マラソンは、長い距離を走り切るために持久力が必要なスポーツですが、それだけではなく、スピードも重要な要素です。
スピードを上げることで、タイムを短縮することができますし、走りの楽しさも増します。
しかし、スピード練習はどのように行えば良いのでしょうか?また、ランニング初心者でもできるスピード練習はあるのでしょうか?
この記事では、マラソンのスピード練習の効果や方法、初心者でも取り組めるコツを紹介します。
マラソンのスピード練習の効果とは?
マラソンのスピードトレーニングには、以下のような効果があります。
- 心肺機能の向上:スピードトレーニングは高強度の走行を含むため、心肺系に負荷をかけます。

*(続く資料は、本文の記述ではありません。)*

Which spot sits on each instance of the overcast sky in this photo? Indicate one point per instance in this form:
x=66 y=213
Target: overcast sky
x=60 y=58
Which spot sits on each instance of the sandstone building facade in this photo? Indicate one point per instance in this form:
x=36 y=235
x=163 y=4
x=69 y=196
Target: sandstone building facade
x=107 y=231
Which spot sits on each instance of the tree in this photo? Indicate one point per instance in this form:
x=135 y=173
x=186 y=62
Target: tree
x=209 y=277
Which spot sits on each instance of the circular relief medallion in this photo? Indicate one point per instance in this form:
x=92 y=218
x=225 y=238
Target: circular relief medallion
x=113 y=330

これにより、心肺機能が向上し、酸素の取り込みが効率的になります。これは持久力や回復力にも影響します。
- 筋力の増強:スピードトレーニングでは、速く走るために強力な足蹴りが必要です。このため、脚や臀部などの筋肉が刺激され、筋力が向上します。また、速筋として知られる筋肉もトレーニングされます。速筋は高速運動時に活動し、乳酸をエネルギーに変換する能力が高いです。

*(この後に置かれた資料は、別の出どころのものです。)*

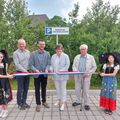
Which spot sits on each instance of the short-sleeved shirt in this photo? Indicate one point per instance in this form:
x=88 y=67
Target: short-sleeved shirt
x=110 y=68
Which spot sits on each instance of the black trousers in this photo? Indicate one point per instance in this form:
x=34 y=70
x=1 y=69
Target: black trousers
x=40 y=82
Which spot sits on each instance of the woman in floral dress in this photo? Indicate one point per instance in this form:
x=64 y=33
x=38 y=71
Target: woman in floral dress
x=109 y=84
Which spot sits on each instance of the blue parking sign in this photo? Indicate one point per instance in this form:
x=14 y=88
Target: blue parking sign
x=48 y=30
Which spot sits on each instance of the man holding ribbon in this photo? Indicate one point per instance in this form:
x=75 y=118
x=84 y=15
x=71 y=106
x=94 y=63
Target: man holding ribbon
x=21 y=59
x=85 y=63
x=40 y=63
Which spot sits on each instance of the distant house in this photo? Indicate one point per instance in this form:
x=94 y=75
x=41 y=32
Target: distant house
x=37 y=19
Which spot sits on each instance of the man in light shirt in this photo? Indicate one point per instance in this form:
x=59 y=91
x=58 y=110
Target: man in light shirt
x=21 y=59
x=83 y=62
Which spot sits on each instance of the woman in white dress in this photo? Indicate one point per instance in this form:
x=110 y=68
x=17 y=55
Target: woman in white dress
x=59 y=63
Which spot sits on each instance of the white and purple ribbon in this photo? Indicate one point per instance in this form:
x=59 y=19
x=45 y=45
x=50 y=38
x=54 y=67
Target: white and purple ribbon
x=50 y=73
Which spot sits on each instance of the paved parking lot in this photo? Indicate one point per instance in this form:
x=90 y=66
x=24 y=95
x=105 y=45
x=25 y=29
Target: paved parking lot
x=70 y=113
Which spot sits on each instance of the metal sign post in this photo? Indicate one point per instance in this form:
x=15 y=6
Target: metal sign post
x=56 y=39
x=56 y=31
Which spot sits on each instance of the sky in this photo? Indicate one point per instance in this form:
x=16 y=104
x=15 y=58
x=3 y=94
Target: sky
x=61 y=7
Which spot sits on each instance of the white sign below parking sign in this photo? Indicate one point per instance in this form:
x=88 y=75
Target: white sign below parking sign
x=56 y=30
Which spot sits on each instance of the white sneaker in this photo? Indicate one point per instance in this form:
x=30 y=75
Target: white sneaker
x=62 y=107
x=1 y=113
x=57 y=103
x=5 y=114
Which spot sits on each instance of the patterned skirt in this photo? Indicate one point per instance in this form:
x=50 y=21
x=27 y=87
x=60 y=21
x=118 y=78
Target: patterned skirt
x=108 y=93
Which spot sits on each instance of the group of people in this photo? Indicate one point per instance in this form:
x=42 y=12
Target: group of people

- ペース感覚の向上:スピードトレーニングでは、自身のペースを管理する能力が必要です。一定のペースで走ったり、ペースを変更したりすることで、ペース感覚が向上します。これはレースで最適なパフォーマンスを発揮するために不可欠です。
マラソンのスピード練習の方法とは?
マラソンのスピード練習には、さまざまな種類が存在しますが、ここでは代表的な4つの方法を紹介します。
インターバル走
インターバル走は、速いペースで走る区間とゆっくりペースで走る区間を交互に繰り返すトレーニング方法です2。速いペースで走る区間では心拍数を上げ、無酸素運動に近い状態を体験しますが、ゆっくりペースで走る区間では心拍数を下げ、有酸素運動に近い状態を作り出します。このハイブリッドなアプローチにより、心肺機能やスピード持久力を向上させます。
具体的なインターバル走の方法は以下の通りです:
- まず、ウォーミングアップとして10分ほどジョギングを行います。
- 次に、速いペースで走る区間とゆっくりペースで走る区間の距離や時間を設定します。たとえば、1kmを4分で走り、その後2分間ジョギングするなどのセットを行います。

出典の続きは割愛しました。